January Character Challenge: Compassion

I don't believe I've mentioned that one of the things I want to accomplish this year is to become a better person as a whole and to teach my children to be better people. This month I've been considering the fact that because of experiences in my own life I don't have a great deal of compassion for others. I know it's wrong.

I know when my compassion disappeared and I know who took it. I can't share that experience here as I am writing this using my real name and I don't want to shame others for something that happened so long ago. What I do know is that I felt there was virtually no one with compassion for me during a deeply troubled time.

And while I have forgiven the person/people that led to this, I simply hardened my heart towards allowing it to happen again. When I see others hurt I have a hard time extending any soft feelings because my thinking has been "I pulled myself out of it so you can too. Suck it up." Even with my own children I have bounced between a mother's compassion and needing to teach them to be hard against the world in order to protect themselves from those that would cause them harm. It's really hard to admit that I have not been the mother that I should be because I couldn't always find compassion for my own children. Not that I have abused them, but I have been hardhearted towards them at times when most mothers would not.

After some soul searching I have found that parts of me are really ugly. Parts of my soul are rather dark because of things that have happened over the years and that I have allowed to separate me from my true spirit, from the goodness of God. (Don't worry, I'm not going to get preachy.)

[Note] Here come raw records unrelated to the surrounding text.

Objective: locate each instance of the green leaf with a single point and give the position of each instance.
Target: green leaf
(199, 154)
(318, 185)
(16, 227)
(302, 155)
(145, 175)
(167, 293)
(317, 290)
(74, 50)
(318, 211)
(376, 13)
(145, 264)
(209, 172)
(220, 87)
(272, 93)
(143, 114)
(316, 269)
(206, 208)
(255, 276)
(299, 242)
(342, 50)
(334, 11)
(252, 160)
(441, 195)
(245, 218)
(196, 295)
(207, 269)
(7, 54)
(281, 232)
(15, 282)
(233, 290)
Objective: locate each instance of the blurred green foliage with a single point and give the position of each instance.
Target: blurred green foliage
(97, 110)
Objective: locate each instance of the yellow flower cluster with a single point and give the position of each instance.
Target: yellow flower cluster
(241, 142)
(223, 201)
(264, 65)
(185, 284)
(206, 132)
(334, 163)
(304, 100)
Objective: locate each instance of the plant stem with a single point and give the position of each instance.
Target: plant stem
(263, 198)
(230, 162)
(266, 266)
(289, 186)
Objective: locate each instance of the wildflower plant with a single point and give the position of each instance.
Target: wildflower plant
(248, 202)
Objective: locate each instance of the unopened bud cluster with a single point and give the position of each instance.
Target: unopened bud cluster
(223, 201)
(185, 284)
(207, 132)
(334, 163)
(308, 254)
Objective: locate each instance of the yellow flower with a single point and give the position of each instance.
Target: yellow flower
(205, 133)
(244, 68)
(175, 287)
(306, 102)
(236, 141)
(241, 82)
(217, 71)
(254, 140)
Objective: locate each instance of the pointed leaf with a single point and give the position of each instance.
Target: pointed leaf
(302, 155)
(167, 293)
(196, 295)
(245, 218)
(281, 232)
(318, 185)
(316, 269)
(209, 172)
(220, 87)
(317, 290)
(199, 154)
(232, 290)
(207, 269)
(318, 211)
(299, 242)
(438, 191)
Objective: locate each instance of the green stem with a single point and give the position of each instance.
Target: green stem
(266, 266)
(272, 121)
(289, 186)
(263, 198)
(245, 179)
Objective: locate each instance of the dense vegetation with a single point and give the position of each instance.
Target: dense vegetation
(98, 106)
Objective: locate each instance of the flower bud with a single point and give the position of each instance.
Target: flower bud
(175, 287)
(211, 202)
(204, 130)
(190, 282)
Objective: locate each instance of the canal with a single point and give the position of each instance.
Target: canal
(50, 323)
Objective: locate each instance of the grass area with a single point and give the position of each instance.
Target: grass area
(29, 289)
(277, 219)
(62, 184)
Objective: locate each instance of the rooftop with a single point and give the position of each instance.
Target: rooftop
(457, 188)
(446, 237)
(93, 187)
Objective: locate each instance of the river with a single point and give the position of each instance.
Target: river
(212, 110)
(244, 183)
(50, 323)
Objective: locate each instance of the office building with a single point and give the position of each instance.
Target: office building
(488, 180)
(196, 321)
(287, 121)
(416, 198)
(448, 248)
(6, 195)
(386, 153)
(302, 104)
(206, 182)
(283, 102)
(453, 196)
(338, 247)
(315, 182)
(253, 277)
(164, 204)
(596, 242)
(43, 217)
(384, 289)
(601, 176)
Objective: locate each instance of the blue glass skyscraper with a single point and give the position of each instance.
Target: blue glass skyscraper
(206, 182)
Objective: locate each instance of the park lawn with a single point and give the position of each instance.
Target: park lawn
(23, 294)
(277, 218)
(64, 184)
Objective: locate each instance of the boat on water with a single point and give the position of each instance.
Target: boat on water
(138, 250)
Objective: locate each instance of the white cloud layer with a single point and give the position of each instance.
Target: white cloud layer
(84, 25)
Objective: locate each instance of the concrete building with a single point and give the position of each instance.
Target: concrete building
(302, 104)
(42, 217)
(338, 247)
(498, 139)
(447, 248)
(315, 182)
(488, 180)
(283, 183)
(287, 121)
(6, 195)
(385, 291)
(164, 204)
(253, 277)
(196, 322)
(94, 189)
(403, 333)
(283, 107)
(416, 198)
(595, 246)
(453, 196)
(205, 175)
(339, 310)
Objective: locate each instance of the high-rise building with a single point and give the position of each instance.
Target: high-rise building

I looked up the definition of compassion: a feeling of wanting to help someone who is sick, hungry, in need, hurting, etc.

I know that does not currently describe me, but I know it can. So I am starting my journey into compassion with my family. I will look at their needs and desires as a way for me to show my ability to change and to embrace that while I still need to teach them how to be productive human beings, we can all be a little more understanding and helpful to those in need around us.